UAM Boeing next horizon c BillyPix

BillyPix

"The technology is advancing so rapidly," says regulatory expert Lindsey McFarren of McFarren Aviation Consulting. "The battery technology has improved so significantly over the last few years that this went from a pipe dream to an eventuality."

"It's pretty clear to me that this technology is here to stay," says Paul McDuffee of Boeing's innovation unit HorizonX. "It's not going away."

Asked to predict when regulators will approve such aircraft, Jaunt Air Mobility chief executive Kaydon Stanzione said: "It's going to be the FAA and it's going to be five years."
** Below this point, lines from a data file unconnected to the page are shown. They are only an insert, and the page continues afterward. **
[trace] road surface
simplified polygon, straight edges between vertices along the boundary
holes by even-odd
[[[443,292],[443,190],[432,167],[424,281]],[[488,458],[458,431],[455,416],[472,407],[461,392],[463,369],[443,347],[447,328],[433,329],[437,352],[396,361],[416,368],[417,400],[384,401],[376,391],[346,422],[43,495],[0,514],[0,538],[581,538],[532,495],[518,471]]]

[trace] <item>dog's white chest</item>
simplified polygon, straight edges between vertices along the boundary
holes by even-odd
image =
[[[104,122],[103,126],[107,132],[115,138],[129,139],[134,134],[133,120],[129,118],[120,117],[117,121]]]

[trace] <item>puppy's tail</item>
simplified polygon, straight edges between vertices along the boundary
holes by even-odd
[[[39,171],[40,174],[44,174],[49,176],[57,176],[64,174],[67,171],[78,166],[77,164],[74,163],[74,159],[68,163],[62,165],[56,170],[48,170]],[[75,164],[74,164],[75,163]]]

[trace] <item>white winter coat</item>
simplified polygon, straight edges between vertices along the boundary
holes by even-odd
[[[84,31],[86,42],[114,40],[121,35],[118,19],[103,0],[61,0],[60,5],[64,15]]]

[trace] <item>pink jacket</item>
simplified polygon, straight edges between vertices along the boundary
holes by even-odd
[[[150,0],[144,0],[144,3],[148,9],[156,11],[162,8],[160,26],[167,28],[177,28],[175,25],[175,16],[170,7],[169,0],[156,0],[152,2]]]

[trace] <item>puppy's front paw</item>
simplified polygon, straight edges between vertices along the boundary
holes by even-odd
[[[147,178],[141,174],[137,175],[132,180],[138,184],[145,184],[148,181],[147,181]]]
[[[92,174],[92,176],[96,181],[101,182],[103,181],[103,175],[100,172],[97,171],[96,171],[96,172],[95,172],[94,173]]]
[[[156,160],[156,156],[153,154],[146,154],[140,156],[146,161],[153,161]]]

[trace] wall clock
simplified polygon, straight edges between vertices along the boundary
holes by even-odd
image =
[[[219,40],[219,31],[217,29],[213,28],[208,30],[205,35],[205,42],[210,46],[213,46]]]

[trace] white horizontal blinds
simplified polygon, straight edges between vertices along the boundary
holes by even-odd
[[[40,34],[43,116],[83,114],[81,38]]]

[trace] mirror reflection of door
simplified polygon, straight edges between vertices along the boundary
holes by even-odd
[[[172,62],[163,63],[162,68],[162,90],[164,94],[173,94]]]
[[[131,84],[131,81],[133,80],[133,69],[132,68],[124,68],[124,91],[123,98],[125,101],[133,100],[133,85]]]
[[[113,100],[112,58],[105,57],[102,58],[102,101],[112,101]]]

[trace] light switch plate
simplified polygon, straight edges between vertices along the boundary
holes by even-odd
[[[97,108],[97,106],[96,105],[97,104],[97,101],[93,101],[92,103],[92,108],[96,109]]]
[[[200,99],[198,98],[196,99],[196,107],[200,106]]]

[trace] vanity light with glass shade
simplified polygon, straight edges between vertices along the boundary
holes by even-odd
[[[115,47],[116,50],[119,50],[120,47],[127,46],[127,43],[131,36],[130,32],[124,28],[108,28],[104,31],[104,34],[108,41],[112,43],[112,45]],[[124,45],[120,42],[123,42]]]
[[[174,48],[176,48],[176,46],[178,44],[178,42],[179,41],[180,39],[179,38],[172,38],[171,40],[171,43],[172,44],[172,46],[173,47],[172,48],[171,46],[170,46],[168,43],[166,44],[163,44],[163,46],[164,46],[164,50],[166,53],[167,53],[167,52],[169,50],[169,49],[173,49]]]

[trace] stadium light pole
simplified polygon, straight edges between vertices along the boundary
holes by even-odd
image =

Others on NBAA's Future of Urban Air Mobility panel agreed with Stanzione's five-year estimate, while conceding there would be regulatory and technological hurdles and uncertainty around public acceptance.

"We do not know what the consumer's reaction is going to be to this in the long run," says McDuffee. "It's clearly an open issue."

But if the industry makes and certificates air taxis, customers will come, the panellists say.

"The younger you are, the more prone you will be to accept it," says Stanzione, whose company Jaunt is developing an eVTOL known as a "reduced rotor operating speed aircraft", which will combine features of helicopters and fixed-wing aircraft.

Boeing's McDuffee says the industry still needs technological standards, for example to govern systems that link eVTOLs to each other and to ground stations, enabling them to safely fly at varying altitudes and speeds.

"We need to come up with what is acceptable from a safety standpoint," he says.

Stanzione thinks improved artificial intelligence must be developed and certificated. "What we really need to concentrate on is how you make an automated system make a judgement call, especially in an emergency situation."

Once the technology is proven safe, "looking up in the sky and seeing the aircraft won't be all that ominous", he says.